Afraid for her friend, Marilyn—a bystander on the stairs—wondered desperately what she could do to help… She remembered the assassin’s gun, but it had fallen somewhere below … and she could hardly reach it in time, even if she did get past the two men who faced each other now, like western gunfighters.
Nikita withdrew something from his pocket—Marilyn wondered if this was the object he’d slipped away, before arming himself with a shoe, minutes before.
“I do not want to kill you,” Nikita said conversationally. “Is better for trash like you to live … and talk.”
But the assassin wasn’t talking; maybe he didn’t even understand English.
Then the man did understand, obviously—as did Marilyn— why Nikita was so unafraid: the premier, with a confident flip, threw open the blade of the straight razor, and now its sharp, glistening edge was doing the winking … and nothing flirtatious about it.
The two men with blades circled one another on the landing, waiting for the right moment to attack—the assassin, small but nimble, skilled in hand-to-hand combat and wielding a knife, wore a confident smirk, Nikita’s weapon not seeming to give him any worry … and Nikita—determined, armed himself now, but tired, wounded—made a very big target.
Marilyn refused to play the damsel in distress, hovering helplessly on the periphery … she had to do something!

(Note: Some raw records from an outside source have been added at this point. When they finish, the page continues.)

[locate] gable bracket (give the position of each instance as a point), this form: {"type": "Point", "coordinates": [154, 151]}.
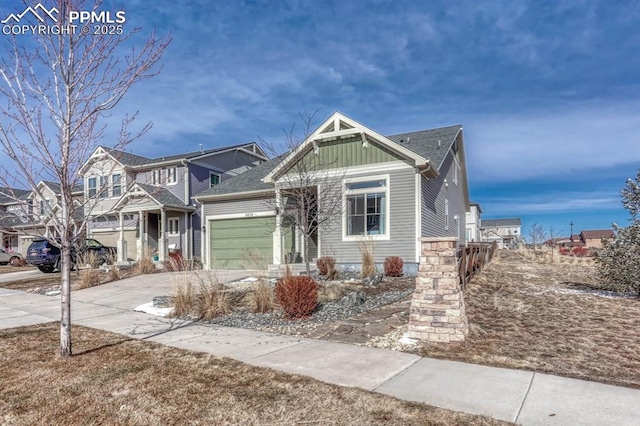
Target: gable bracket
{"type": "Point", "coordinates": [365, 142]}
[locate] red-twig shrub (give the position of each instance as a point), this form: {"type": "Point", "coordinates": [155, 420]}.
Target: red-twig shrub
{"type": "Point", "coordinates": [327, 267]}
{"type": "Point", "coordinates": [175, 263]}
{"type": "Point", "coordinates": [580, 251]}
{"type": "Point", "coordinates": [393, 266]}
{"type": "Point", "coordinates": [298, 295]}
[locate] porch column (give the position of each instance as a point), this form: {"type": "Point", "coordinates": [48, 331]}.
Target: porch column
{"type": "Point", "coordinates": [277, 233]}
{"type": "Point", "coordinates": [122, 244]}
{"type": "Point", "coordinates": [186, 238]}
{"type": "Point", "coordinates": [162, 240]}
{"type": "Point", "coordinates": [141, 235]}
{"type": "Point", "coordinates": [437, 312]}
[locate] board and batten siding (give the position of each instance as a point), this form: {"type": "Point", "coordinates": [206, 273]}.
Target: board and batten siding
{"type": "Point", "coordinates": [402, 241]}
{"type": "Point", "coordinates": [434, 194]}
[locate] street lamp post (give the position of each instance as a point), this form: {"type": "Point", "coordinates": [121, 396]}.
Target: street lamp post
{"type": "Point", "coordinates": [571, 238]}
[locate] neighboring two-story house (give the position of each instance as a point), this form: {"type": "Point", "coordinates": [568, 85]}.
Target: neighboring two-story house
{"type": "Point", "coordinates": [25, 215]}
{"type": "Point", "coordinates": [505, 232]}
{"type": "Point", "coordinates": [473, 219]}
{"type": "Point", "coordinates": [391, 191]}
{"type": "Point", "coordinates": [146, 206]}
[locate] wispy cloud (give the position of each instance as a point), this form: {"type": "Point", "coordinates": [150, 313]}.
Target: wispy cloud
{"type": "Point", "coordinates": [560, 141]}
{"type": "Point", "coordinates": [552, 203]}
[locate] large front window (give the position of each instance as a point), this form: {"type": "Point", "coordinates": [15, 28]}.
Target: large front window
{"type": "Point", "coordinates": [366, 208]}
{"type": "Point", "coordinates": [91, 184]}
{"type": "Point", "coordinates": [116, 185]}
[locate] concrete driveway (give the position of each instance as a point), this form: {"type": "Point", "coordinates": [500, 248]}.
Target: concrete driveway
{"type": "Point", "coordinates": [18, 275]}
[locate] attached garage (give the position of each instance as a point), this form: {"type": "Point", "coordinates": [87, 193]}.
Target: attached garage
{"type": "Point", "coordinates": [241, 243]}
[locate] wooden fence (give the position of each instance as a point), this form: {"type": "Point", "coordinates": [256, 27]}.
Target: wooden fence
{"type": "Point", "coordinates": [471, 260]}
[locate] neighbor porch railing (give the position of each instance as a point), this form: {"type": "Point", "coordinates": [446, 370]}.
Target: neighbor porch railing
{"type": "Point", "coordinates": [471, 260]}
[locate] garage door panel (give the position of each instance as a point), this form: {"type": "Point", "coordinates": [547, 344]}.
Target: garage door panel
{"type": "Point", "coordinates": [238, 243]}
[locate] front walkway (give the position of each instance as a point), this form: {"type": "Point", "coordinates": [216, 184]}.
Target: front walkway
{"type": "Point", "coordinates": [521, 396]}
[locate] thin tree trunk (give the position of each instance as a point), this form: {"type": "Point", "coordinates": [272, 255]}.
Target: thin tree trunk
{"type": "Point", "coordinates": [65, 299]}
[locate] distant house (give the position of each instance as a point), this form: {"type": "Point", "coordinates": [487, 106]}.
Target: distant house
{"type": "Point", "coordinates": [392, 190]}
{"type": "Point", "coordinates": [25, 214]}
{"type": "Point", "coordinates": [473, 217]}
{"type": "Point", "coordinates": [593, 238]}
{"type": "Point", "coordinates": [505, 232]}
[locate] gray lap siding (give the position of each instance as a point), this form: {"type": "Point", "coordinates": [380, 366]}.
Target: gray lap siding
{"type": "Point", "coordinates": [434, 194]}
{"type": "Point", "coordinates": [402, 215]}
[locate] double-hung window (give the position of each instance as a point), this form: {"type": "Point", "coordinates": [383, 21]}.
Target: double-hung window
{"type": "Point", "coordinates": [174, 226]}
{"type": "Point", "coordinates": [156, 177]}
{"type": "Point", "coordinates": [116, 185]}
{"type": "Point", "coordinates": [91, 187]}
{"type": "Point", "coordinates": [366, 208]}
{"type": "Point", "coordinates": [171, 176]}
{"type": "Point", "coordinates": [104, 189]}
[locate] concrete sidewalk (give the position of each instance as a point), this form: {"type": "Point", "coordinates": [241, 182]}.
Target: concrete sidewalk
{"type": "Point", "coordinates": [514, 395]}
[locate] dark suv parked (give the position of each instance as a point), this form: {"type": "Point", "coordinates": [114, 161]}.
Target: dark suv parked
{"type": "Point", "coordinates": [46, 256]}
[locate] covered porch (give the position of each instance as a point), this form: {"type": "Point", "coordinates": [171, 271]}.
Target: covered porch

The actress ran back up the stairs and went to the small round window in the cone of the ship, and—using one of her own shoes—knocked out the glass on the first try. She leaned her head out through the jagged teeth of the broken window and began to scream—big, blood-curdling shrieks that could summon someone, anyone, who might be at the park.
Soon Marilyn was growing hoarse, her voice cracking with each new scream, realizing that she couldn’t keep yelling much longer, when finally a figure below—running down one of the curving pathways—revealed itself.
Then came another figure … and another … racing down the path.
Marilyn cried out again, managing one last shriek, but this one was tinged with joy.